2. Description of the Related Art
A variety of operations in GF(2m) are widely used in communications systems or public-key cryptosystems. The GF(2m) operation in communication systems is used to enhance the reliability of information and m is determined with respect to the amount of data to be guaranteed for reliability. The exponent m has close relation with the size of hardware for calculation. For communication systems, m in a range from 8 to 32 is used, and a basic calculator for this, such as an adder, a multiplier, an inverse multiplier, is relatively easily implemented.

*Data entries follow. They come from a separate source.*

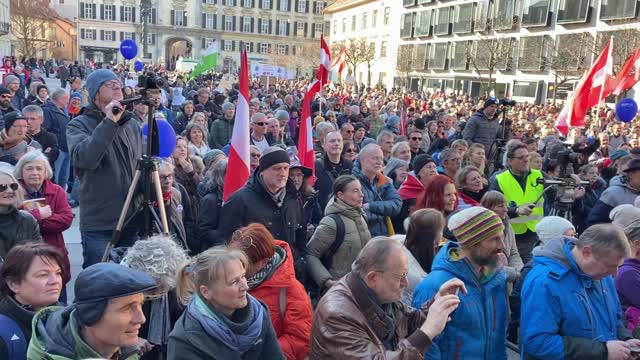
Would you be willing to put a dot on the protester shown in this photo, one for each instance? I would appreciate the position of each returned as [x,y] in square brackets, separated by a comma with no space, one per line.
[577,327]
[30,280]
[271,279]
[361,316]
[477,260]
[104,148]
[103,322]
[222,320]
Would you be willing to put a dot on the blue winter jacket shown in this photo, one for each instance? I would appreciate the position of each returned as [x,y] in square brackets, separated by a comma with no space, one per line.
[477,329]
[383,200]
[565,313]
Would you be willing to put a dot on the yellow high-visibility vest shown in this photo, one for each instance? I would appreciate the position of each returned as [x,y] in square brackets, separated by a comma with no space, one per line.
[512,190]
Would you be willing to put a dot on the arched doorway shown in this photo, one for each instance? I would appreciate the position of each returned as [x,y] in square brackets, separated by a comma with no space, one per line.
[176,48]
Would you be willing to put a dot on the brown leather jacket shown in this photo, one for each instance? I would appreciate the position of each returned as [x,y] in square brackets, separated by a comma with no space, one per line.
[347,326]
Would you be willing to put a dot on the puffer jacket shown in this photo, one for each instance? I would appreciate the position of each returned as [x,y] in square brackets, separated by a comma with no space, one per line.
[566,314]
[293,323]
[347,326]
[381,200]
[480,129]
[56,336]
[356,236]
[484,305]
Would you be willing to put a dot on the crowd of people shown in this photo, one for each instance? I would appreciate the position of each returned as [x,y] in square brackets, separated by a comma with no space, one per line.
[430,228]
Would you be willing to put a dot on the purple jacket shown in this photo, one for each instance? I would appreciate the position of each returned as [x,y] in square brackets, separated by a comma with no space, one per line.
[628,283]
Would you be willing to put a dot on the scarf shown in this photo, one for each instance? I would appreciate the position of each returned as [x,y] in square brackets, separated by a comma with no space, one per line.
[237,334]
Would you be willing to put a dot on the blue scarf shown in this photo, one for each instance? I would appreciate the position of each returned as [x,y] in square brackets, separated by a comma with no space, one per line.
[243,335]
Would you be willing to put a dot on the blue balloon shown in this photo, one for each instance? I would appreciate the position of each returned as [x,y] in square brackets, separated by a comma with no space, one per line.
[166,138]
[138,65]
[128,49]
[626,109]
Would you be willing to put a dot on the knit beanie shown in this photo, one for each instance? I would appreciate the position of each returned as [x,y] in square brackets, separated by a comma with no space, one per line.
[273,155]
[96,79]
[9,79]
[420,161]
[474,225]
[552,227]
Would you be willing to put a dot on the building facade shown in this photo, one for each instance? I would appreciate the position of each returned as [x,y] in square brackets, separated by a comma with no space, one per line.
[376,22]
[535,50]
[186,28]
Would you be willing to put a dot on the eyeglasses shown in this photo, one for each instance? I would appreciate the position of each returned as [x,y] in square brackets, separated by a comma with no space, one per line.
[12,186]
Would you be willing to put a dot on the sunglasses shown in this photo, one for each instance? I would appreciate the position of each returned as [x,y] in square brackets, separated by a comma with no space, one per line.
[12,186]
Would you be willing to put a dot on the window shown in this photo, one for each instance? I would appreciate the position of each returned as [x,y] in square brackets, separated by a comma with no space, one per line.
[228,23]
[617,9]
[283,26]
[128,14]
[535,12]
[246,24]
[573,11]
[463,19]
[422,24]
[210,21]
[406,25]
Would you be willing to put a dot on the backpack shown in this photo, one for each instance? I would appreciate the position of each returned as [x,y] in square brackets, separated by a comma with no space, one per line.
[13,338]
[327,258]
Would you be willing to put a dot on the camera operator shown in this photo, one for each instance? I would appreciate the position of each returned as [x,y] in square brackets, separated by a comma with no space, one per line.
[104,147]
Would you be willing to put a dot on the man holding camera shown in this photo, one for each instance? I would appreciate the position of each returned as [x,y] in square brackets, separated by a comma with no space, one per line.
[104,147]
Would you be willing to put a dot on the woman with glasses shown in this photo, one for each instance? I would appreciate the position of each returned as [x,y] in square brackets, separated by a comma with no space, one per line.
[16,226]
[271,279]
[47,203]
[341,234]
[222,320]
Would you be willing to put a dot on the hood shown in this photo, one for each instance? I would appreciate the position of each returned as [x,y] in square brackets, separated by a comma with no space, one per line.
[337,206]
[56,335]
[410,188]
[284,275]
[447,259]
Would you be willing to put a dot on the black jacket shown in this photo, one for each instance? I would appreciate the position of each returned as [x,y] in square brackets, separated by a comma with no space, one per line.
[253,204]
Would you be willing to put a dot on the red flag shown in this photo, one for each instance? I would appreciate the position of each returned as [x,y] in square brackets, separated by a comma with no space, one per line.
[628,75]
[238,167]
[591,88]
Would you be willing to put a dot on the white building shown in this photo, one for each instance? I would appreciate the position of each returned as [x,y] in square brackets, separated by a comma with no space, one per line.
[5,41]
[186,28]
[376,21]
[449,40]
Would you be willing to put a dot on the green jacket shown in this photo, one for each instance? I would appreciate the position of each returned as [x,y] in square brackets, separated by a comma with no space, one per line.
[56,336]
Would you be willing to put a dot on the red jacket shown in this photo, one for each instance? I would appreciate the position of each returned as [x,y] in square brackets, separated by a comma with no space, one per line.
[295,332]
[60,220]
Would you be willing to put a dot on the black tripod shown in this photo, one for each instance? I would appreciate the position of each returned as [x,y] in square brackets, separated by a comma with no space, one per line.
[147,171]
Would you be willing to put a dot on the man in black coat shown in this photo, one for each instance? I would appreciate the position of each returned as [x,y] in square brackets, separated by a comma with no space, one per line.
[268,198]
[49,142]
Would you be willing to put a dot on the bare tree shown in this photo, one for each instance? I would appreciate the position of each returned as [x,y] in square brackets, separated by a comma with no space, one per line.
[30,20]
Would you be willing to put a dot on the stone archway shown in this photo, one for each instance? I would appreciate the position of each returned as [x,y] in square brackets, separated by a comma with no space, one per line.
[176,48]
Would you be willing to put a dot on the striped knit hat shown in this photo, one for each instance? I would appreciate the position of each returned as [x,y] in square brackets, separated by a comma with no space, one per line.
[474,225]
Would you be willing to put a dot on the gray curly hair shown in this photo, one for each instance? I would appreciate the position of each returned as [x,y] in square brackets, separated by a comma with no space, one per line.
[159,256]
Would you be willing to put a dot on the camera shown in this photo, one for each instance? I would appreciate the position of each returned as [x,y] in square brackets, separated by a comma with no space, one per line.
[507,102]
[151,80]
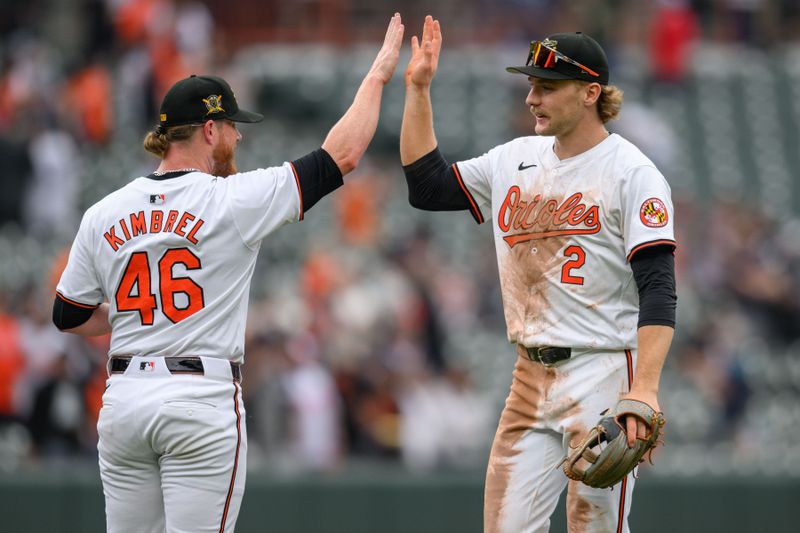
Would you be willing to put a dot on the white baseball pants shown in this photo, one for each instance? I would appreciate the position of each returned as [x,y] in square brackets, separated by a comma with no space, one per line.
[548,409]
[172,449]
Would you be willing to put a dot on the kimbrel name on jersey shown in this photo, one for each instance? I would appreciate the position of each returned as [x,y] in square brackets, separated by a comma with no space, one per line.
[539,220]
[136,224]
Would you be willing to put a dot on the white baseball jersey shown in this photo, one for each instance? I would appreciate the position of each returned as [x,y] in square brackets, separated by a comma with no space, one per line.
[564,233]
[174,258]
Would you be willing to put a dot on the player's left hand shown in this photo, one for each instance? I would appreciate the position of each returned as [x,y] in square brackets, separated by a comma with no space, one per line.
[386,61]
[635,427]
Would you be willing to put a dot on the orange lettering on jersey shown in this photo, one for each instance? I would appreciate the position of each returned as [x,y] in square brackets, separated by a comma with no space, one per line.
[506,210]
[125,229]
[185,219]
[113,241]
[171,218]
[553,218]
[545,217]
[190,237]
[155,221]
[138,224]
[560,217]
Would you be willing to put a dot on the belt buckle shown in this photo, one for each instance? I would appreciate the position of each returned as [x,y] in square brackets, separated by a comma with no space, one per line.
[546,355]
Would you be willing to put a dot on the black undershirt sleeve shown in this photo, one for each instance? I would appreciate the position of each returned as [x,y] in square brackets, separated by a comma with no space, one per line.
[318,175]
[654,272]
[433,185]
[68,316]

Meanwhile, in public-key cryptosystems, m is determined according to a guaranteed security, and in case of an elliptic curve cryptosystem (ECC), in order to guarantee sufficient security, m of 160 or over is recommended. Thus, for large m, the area as well as the performance of hardware should be considered. In particular, in case of a multiplier taking a major part of public-key cryptosystem calculations, the difference between the performance and the area can increase depending on the implementation method, and consequently, the difference of the performance of the entire system can increase.
An apparatus for multiplication in GF(2m) can be designed by a bit-serial method or a bit-parallel method. The bit-serial method has an advantage of hardware implementation with a small area, but the operation should be repeatedly performed m or more times such that the operation time increases and the performance of the system can be lowered. Meanwhile, the bit-parallel method can be expected to provide a high-speed operation performance, but with increasing m, the area of the hardware increases by a factor of 2 such that in case of a large system, there is difficult in implementation.

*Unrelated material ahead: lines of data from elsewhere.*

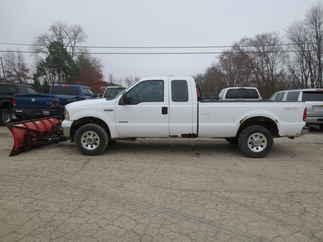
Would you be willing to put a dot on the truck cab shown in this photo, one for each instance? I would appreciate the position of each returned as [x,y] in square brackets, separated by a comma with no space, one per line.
[169,107]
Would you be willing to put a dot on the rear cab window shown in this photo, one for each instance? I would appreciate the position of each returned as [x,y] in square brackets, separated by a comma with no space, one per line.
[242,93]
[7,89]
[179,91]
[279,96]
[66,90]
[313,96]
[292,96]
[147,91]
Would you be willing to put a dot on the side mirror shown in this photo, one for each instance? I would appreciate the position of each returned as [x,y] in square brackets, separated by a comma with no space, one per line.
[124,100]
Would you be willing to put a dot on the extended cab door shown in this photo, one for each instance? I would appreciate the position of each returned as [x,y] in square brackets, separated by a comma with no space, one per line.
[183,107]
[145,113]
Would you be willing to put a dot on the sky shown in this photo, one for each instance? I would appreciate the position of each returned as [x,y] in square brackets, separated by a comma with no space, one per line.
[151,23]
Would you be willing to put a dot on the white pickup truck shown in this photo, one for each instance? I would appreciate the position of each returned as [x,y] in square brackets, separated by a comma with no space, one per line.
[169,107]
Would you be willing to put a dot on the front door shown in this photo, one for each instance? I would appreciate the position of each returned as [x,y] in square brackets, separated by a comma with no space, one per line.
[182,120]
[146,111]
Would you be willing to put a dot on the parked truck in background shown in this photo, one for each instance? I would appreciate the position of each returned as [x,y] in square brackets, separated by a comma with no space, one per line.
[68,93]
[313,99]
[169,107]
[112,91]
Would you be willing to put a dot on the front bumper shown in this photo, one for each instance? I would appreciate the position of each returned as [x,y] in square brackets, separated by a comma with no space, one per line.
[66,126]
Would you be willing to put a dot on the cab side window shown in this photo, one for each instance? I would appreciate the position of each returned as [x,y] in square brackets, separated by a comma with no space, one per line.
[179,91]
[147,91]
[279,97]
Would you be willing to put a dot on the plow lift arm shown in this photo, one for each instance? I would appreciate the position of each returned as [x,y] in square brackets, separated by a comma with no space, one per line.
[34,133]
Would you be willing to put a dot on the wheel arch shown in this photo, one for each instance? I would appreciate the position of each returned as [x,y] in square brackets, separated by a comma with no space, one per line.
[87,120]
[267,122]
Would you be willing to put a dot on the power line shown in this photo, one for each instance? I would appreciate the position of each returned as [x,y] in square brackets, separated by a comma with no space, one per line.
[156,53]
[156,47]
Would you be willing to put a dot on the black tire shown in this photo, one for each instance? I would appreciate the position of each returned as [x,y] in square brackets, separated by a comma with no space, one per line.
[255,147]
[6,116]
[95,147]
[232,141]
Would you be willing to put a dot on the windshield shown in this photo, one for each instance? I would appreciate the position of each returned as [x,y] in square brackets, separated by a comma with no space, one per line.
[69,90]
[314,96]
[113,92]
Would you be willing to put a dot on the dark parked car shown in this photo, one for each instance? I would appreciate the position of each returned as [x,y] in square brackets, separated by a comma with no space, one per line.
[6,103]
[71,92]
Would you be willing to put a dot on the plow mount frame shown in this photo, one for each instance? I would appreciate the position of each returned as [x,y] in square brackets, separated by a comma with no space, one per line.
[34,133]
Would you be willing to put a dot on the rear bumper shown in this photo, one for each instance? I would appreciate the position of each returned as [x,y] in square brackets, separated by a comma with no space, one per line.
[66,126]
[304,131]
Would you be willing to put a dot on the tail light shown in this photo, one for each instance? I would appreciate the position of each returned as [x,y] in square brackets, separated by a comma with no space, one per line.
[305,115]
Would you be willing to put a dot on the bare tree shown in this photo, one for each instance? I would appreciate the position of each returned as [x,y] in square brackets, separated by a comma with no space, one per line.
[68,35]
[236,65]
[268,59]
[15,68]
[307,39]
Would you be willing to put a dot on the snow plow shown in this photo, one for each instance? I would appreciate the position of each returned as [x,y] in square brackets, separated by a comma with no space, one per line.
[34,133]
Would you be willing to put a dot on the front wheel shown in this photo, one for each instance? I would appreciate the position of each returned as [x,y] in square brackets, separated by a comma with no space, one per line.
[92,139]
[255,141]
[232,141]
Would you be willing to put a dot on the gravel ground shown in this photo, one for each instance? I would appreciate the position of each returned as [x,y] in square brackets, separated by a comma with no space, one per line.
[163,190]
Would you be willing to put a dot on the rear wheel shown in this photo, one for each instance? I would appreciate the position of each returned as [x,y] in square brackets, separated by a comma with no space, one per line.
[92,139]
[5,116]
[255,141]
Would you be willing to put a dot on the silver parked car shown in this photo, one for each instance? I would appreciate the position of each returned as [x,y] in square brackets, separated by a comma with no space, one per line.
[313,99]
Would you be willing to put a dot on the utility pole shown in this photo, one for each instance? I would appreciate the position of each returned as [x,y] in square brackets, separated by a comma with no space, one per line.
[3,72]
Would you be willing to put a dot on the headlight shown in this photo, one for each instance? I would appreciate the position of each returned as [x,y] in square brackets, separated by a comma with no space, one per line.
[66,115]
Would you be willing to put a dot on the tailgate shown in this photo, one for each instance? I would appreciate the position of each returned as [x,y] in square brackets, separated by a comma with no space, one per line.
[314,102]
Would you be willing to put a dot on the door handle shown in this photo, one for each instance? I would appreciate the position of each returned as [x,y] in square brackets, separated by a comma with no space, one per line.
[164,110]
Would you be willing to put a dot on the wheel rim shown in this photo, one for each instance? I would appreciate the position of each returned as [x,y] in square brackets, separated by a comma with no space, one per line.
[257,142]
[90,140]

The present invention provides an apparatus and method for hybrid multiplication in finite field GF(2m) capable of achieving trade-off between the area and the performance of an apparatus for multiplication with optimizing the operation in finite field GF(2m).
According to an aspect of the present invention, there is provided an apparatus for hybrid multiplication including: a matrix Z generation unit generating [m×k] matrix Z for performing a partial multiplication of a(x) and b(x), by dividing b(x) by k bits (k≦┌m/2┐), when multiplication of m-bit multiplier a(x) and m-bit multiplicand b(x) is performed from [(m+k−1)×k] coefficient matrix of a(x) in GF(2m); a partial multiplication unit performing the partial multiplication ┌m/k┐k−1 times in units of rows of the matrix Z to calculate an (┌m/k┐k−1)-th partial multiplication value and a final result value of the multiplication; and a reduction unit receiving the (┌m/k┐k−1)-th partial multiplication value fed back from the partial multiplication unit and performing reduction of the value in order to obtain a partial multiplication value next to the (┌m/k┐k−1)-th partial multiplication value.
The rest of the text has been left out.